Demis Hassabis, CEO of Google DeepMind, pushed back on using AI as a rationale for developer layoffs while previewing the team’s latest models and tools ahead of Google I/O. He framed recent advances in coding AI as a way to accelerate and broaden engineering work, not to justify headcount reductions — a stance that matters because many firms have cited AI-driven efficiency when trimming staff.

Hassabis showcased Gemini 3.5 Flash as a coding — focused model intended to handle complex, agentic tasks: translating large codebases between languages, locating and fixing deeply hidden bugs, and even writing entire operating systems from scratch. Google also demonstrated Antigravity, a coding tool that combines frontier coding and reasoning capabilities and is presented as faster and cheaper than competitors, and previewed Gemini 3.5 Pro for a public debut next month.

The company emphasized agentic integrations designed to fold AI into developer workflows and cloud tooling rather than standalone consumer apps. Demos included Spark, an assistant operating inside Google Cloud with access to Google apps but restricted access to personal data by design; an Android build with an embedded AI agent; and a version of Search that can generate a site or app on demand, highlighting a push toward embedded, production — oriented tooling.

The timing of these rollouts amplifies a broader industry debate: AI coding is now a primary battleground for developer adoption.

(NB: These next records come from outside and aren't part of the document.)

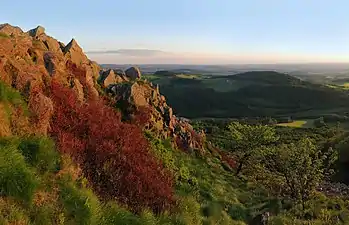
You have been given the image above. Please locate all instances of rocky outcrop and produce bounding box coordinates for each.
[63,38,89,65]
[0,24,100,129]
[0,24,204,153]
[98,69,127,87]
[28,26,45,38]
[0,23,23,36]
[125,66,141,80]
[107,78,205,151]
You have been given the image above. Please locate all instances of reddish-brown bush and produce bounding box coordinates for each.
[51,78,174,213]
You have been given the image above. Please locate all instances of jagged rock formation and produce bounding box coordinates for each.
[107,76,204,150]
[0,23,23,36]
[98,69,128,87]
[0,24,203,152]
[125,66,141,80]
[0,24,100,136]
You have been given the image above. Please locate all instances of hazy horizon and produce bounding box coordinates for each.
[0,0,349,64]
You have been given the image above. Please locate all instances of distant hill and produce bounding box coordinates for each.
[145,71,349,118]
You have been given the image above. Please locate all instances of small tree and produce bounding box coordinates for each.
[228,122,278,175]
[262,138,337,209]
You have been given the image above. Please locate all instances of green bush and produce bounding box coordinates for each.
[19,137,60,172]
[0,145,38,202]
[228,204,248,221]
[99,202,142,225]
[59,183,100,225]
[0,199,29,225]
[174,197,203,225]
[30,205,55,225]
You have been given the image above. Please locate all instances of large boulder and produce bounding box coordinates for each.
[63,38,90,65]
[0,23,23,36]
[125,66,142,80]
[28,26,45,37]
[98,69,125,88]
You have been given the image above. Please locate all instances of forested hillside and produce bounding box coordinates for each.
[0,24,349,225]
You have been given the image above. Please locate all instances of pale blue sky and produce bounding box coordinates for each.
[0,0,349,62]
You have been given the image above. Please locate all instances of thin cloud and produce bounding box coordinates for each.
[86,49,171,57]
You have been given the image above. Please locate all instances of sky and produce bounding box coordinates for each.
[0,0,349,64]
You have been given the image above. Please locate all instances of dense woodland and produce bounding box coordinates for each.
[0,24,349,225]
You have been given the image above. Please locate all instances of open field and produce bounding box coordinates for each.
[277,120,314,128]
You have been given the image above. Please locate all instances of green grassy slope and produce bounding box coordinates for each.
[144,71,349,118]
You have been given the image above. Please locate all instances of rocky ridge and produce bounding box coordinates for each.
[0,24,204,149]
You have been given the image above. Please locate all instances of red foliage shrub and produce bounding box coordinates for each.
[51,82,174,213]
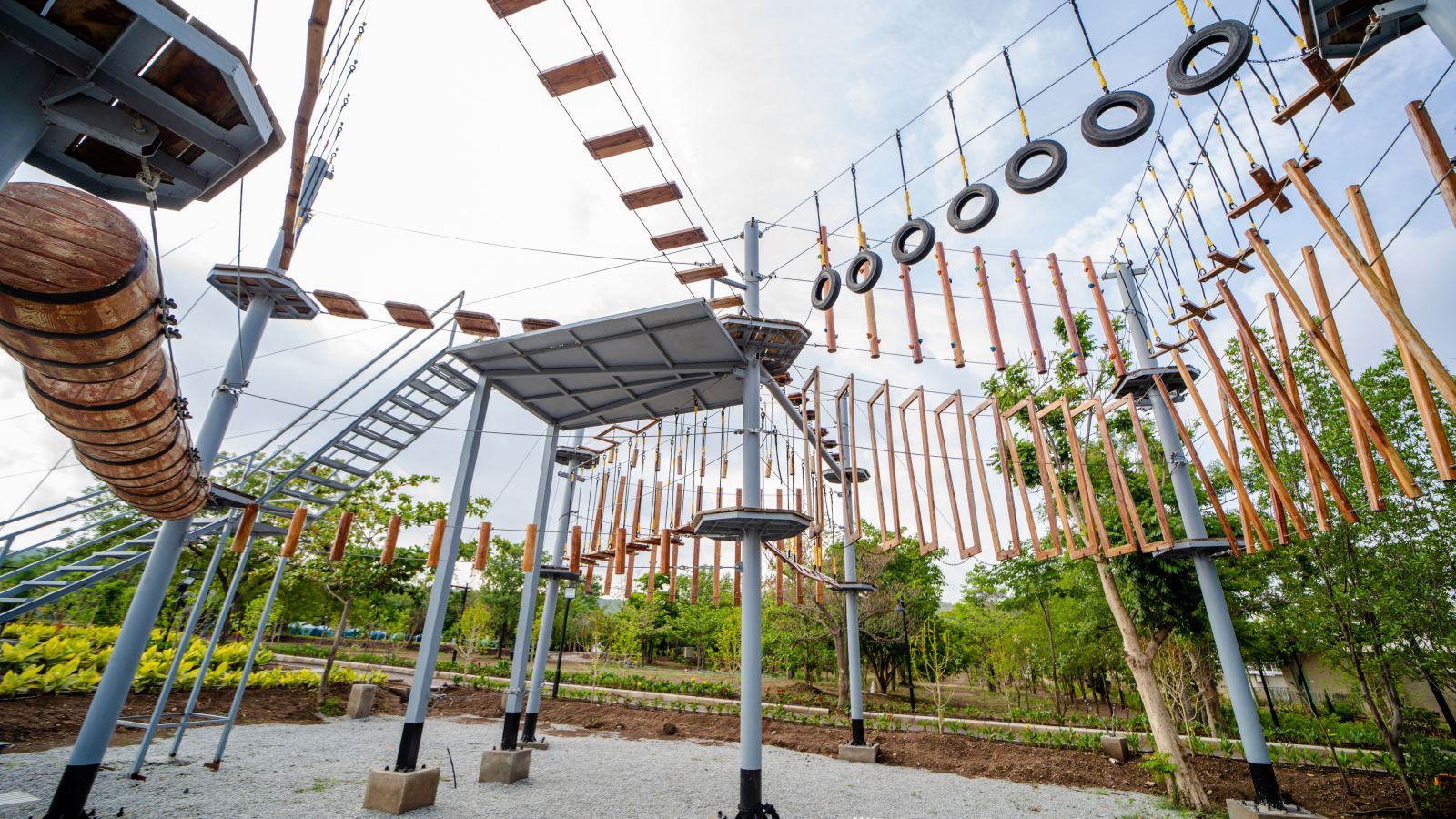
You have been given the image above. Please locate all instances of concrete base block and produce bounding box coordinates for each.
[364,768,440,816]
[1228,799,1323,819]
[1102,736,1133,763]
[476,748,531,785]
[344,682,377,720]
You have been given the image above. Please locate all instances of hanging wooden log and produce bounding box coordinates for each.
[971,245,1006,373]
[1082,257,1127,378]
[1199,281,1360,521]
[1248,230,1421,504]
[1194,319,1310,540]
[1046,254,1087,376]
[864,380,900,552]
[1345,181,1456,484]
[900,386,941,555]
[1010,250,1046,376]
[935,242,966,369]
[1155,349,1269,554]
[1264,293,1332,532]
[1153,375,1240,554]
[1281,162,1456,408]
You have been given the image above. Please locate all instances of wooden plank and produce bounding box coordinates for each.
[1345,185,1456,484]
[313,290,369,319]
[485,0,546,20]
[622,182,682,210]
[582,126,655,160]
[456,310,500,339]
[536,51,617,96]
[384,301,435,329]
[652,228,708,250]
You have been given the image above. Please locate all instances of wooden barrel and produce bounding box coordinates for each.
[0,182,208,519]
[0,182,163,382]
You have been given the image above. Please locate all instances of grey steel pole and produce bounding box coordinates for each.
[500,424,559,751]
[1116,264,1284,807]
[395,378,490,773]
[738,218,763,817]
[521,430,587,742]
[0,38,56,187]
[131,521,231,780]
[46,289,282,819]
[839,392,864,744]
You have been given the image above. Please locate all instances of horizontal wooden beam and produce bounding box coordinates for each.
[652,228,708,250]
[622,182,682,210]
[536,51,617,96]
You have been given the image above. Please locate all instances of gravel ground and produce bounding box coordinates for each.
[0,717,1178,819]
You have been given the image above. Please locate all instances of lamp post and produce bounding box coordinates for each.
[551,586,577,700]
[895,598,915,714]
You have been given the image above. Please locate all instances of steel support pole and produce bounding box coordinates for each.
[839,392,864,744]
[395,378,490,773]
[131,521,231,780]
[0,38,56,187]
[1116,264,1284,807]
[46,289,281,819]
[521,430,587,742]
[500,424,559,751]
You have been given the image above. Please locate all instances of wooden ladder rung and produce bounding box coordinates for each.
[708,293,743,310]
[582,126,655,159]
[1228,156,1320,218]
[536,51,617,96]
[313,290,369,319]
[652,228,708,250]
[677,264,728,284]
[486,0,546,20]
[622,182,682,210]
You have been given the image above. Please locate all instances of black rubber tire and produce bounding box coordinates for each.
[1082,90,1155,147]
[844,250,885,293]
[890,218,935,264]
[1006,140,1067,194]
[810,265,840,310]
[945,182,1000,233]
[1168,20,1254,95]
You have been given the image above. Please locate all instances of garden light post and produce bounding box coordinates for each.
[551,586,577,700]
[895,598,915,714]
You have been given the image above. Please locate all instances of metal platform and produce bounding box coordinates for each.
[692,506,810,541]
[1111,366,1198,404]
[0,0,284,210]
[207,267,318,320]
[450,298,747,430]
[723,317,810,378]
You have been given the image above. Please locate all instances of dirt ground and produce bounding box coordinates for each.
[0,685,1438,819]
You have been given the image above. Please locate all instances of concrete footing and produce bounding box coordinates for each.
[1228,799,1323,819]
[839,742,879,763]
[364,768,440,816]
[476,748,531,785]
[344,682,377,720]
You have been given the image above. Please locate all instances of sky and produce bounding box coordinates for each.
[0,0,1456,599]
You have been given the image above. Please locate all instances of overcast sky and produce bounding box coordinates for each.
[0,0,1456,598]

A 2025 Stack Overflow survey places Anthropic and OpenAI ahead in developer uptake with Claude and Codex. At the same time, some companies — including Amazon, Salesforce, and Block — have publicly linked recent workforce reductions to efficiency gains from AI, and executive predictions of broad displacement have intensified scrutiny over how productivity gains are deployed.

Hassabis rejected deterministic claims that coding models spell doom for programmers and urged a different approach. If engineers become "three or four times more productive, then we just [want to] do three or four times more stuff," he said, asserting that Alphabet has many ideas for where freed capacity could be applied, from lab drug discovery to game design and other long‑range projects.

He tempered optimism with caution about current limits. Hassabis noted that, despite rapid progress, AI has not yet produced a blockbuster app or video game without significant human involvement and expressed skepticism about an immediate leap to superhuman general intelligence. He argued that further scientific advances may require models with deeper physical — world understanding and the ability to perform experiments, a constraint builders should weigh when setting product road maps.